Appearances to the contrary, “owning only individual bonds does not solve the problem that bonds are risky,” although:
It’s possible that the false belief that individual bonds don’t change in price each day like a bond fund’s net asset value does lead to better, more patient investor behavior.
(In line with other writings by Asness, an updated version of this might substitute “private equity” for “individual bonds” and “an equity fund” for “a bond fund.” There is no doubt the resulting peeve would be worthy of top-ten recognition.)
Your turn
These are all good constructs for examining beliefs — your own and those of your co-workers. Take PFOF: As with HFT in 2014, there are starkly different views among professionals (even after discounting for talking-their-book opinions).

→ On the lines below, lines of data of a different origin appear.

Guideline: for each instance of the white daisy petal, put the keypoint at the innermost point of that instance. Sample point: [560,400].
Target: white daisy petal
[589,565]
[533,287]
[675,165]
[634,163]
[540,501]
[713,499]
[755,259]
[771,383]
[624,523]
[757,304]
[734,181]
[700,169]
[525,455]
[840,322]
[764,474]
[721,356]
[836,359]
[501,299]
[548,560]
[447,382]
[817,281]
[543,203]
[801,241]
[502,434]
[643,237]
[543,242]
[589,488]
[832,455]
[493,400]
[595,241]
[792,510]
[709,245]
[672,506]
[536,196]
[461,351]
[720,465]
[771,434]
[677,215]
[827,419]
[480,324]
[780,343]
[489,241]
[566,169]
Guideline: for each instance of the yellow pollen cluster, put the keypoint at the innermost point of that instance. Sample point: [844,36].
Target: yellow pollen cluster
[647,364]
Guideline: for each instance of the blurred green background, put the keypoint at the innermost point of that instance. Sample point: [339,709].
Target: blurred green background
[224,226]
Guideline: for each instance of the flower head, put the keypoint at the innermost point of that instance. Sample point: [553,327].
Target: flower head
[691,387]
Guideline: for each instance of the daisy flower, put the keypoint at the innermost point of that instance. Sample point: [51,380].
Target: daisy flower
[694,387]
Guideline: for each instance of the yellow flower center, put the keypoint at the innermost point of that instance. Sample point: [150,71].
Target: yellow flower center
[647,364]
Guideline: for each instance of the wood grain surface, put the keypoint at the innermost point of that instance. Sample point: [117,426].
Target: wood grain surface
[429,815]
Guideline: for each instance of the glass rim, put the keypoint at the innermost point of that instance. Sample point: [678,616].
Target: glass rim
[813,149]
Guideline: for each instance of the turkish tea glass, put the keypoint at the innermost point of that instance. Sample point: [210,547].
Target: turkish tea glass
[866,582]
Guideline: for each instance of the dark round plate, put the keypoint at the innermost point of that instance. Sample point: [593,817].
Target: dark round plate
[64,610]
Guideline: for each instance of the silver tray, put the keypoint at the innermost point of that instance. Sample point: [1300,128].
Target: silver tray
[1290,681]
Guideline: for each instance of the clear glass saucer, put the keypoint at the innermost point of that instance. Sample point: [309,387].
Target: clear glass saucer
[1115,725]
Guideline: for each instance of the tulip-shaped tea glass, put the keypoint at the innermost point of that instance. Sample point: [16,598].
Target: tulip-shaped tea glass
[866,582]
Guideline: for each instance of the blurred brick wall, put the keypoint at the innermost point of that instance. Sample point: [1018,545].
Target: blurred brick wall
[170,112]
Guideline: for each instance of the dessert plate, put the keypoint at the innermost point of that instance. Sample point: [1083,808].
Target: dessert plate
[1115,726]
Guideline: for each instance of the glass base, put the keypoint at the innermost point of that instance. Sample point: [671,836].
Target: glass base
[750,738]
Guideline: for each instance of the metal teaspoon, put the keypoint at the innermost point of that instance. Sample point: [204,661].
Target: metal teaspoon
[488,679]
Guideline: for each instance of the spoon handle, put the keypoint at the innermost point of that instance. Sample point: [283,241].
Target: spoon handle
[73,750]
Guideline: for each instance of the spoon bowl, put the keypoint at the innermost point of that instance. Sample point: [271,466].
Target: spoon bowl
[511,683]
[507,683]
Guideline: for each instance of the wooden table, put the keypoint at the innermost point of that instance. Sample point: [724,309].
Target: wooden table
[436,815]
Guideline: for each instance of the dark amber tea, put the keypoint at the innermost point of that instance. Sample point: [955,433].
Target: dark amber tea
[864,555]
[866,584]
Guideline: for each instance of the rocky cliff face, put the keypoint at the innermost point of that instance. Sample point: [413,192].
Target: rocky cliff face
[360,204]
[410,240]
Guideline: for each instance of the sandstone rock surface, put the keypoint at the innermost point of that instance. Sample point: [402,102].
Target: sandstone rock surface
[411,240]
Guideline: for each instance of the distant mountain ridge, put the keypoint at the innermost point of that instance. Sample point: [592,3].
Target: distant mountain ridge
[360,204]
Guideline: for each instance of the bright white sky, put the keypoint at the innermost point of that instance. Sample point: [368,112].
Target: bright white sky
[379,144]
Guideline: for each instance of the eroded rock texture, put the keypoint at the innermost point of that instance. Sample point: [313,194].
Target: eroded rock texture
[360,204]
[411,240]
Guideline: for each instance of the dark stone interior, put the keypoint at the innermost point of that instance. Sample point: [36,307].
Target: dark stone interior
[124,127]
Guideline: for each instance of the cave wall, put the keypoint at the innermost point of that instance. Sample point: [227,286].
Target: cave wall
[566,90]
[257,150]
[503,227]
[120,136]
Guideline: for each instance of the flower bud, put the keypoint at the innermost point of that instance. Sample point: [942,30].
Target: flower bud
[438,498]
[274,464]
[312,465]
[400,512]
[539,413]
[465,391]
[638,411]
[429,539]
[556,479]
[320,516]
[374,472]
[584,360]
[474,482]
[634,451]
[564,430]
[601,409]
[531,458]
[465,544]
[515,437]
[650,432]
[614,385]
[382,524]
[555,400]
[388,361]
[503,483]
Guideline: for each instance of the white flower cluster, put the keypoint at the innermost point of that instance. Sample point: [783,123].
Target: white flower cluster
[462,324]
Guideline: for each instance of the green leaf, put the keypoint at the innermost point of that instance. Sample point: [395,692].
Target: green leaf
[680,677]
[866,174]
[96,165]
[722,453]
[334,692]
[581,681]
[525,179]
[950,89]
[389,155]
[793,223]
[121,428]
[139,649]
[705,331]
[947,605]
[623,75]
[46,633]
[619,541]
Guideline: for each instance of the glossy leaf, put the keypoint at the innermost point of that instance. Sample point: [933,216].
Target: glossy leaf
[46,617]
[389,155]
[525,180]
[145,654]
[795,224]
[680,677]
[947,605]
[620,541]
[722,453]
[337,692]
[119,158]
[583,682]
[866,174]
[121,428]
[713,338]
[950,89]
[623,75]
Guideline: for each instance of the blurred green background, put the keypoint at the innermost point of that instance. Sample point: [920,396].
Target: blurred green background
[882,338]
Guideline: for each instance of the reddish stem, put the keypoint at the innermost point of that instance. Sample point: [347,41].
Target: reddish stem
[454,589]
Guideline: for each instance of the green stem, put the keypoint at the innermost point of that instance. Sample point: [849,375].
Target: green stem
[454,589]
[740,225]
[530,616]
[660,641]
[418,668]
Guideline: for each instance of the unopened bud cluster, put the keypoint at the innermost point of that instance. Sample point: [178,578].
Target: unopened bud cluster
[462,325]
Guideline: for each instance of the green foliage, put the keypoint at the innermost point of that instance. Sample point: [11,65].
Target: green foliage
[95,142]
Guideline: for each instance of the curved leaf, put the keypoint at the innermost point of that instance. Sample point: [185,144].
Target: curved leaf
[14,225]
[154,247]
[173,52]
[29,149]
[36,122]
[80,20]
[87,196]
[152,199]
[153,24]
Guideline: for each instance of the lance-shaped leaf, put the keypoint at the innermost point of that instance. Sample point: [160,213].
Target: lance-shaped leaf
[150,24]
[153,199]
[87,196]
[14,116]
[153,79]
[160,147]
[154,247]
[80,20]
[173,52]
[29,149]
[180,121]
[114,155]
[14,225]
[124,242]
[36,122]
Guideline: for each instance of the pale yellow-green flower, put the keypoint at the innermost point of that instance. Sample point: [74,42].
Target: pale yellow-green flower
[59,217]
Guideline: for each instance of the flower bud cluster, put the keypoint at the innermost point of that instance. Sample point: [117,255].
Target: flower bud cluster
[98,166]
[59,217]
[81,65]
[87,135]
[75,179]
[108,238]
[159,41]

As discussed here before, “passive” and “active” demand care in their usage — and clear communication with others who may be operating with contrasting definitions. That’s true within an organization (such as between those in product marketing and those doing the investing at an asset management firm) or with clients, prospects, and other stakeholders.
And then there’s “risk,” a word that’s so casually tossed around that it has lost any precision in its meaning. Don’t use it without defining it, since others may not share your interpretation — and if you are showing standard deviation on a chart, then call it that, not “risk.” There is often a shortage of clarity, even though people are reluctant to admit it.
What’s on your list of peeves? Try enumerating your own — or ask others what theirs are (although you might want to make it clear that you mean investment-related peeves, lest you end up with personal issues dominating the discussion). As Asness demonstrated, the exercise can be revealing.